EUR/USD grinds higher around 1.1745 following the heaviest daily jump in six weeks during early Friday.
The major currency pair cheered downbeat US dollar performance, amid upbeat sentiment, the previous day. However, a lack of major data/events confines the quote’s latest moves.
That said, China’s Evergrande is up for the scheduled coupon payment and the latest restructuring also needs justification, which in turn pokes the market’s optimism. Also, pre-data cautious mood and a rethink over the Fed’s hawkish play tame the EUR/USD by the press time.
Even so, the Fed’s rate hike and tapering signals, coupled with Chinese help to Evergrande and progress over the US $3.5 trillion stimulus, keep the pair buyers hopeful.
Amid these plays, the US 10-year Treasury yields refresh 11-week top to 1.43%, following the heaviest daily jump since February. Further, the S&P 500 Futures rise 0.15% intraday during the three-day rebound at the latest.

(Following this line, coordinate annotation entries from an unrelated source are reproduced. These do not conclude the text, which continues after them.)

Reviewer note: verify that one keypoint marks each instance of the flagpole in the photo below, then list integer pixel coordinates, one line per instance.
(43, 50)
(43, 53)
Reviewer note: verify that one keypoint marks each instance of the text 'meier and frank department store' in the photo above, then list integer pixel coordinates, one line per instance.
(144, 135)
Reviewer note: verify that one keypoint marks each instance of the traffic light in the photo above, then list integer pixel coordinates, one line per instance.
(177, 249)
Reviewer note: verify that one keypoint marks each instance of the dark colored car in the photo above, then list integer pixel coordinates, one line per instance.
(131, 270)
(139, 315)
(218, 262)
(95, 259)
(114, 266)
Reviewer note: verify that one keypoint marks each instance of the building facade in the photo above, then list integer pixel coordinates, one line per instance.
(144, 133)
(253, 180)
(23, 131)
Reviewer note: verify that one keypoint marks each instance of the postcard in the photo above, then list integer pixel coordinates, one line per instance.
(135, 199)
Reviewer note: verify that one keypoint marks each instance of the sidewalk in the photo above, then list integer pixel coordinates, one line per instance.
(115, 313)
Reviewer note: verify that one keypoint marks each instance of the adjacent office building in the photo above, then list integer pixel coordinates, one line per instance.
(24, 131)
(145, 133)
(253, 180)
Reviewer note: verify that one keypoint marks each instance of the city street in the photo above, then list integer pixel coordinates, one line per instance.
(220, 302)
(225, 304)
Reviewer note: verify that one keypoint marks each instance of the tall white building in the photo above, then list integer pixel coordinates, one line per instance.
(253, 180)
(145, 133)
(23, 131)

While German IFO data for September will be the immediate catalyst for the EUR/USD prices, US New Home Sales for August, expected 0.7M versus 0.708M prior, will direct the quote afterward. A slew of Federal Reserve (Fed) speakers, including Chairman Jerome Powell, are slated for speeches during Friday, likely making the dull active going forward. Above all, risk catalysts are the key to follow while expecting a calmer end to the volatile week.
Technical analysis
Although oversold RSI triggered a heavy rebound of the EUR/USD prices from the lowest levels since August 20, the bulls need validation from a three-week-old downward sloping trend line and 50-DMA, around 1.1790. Also challenging the run-up are the bearish MACD signals and recently steady RSI. Hence, the quote is likely to ease towards short-term horizontal support near 1.1700.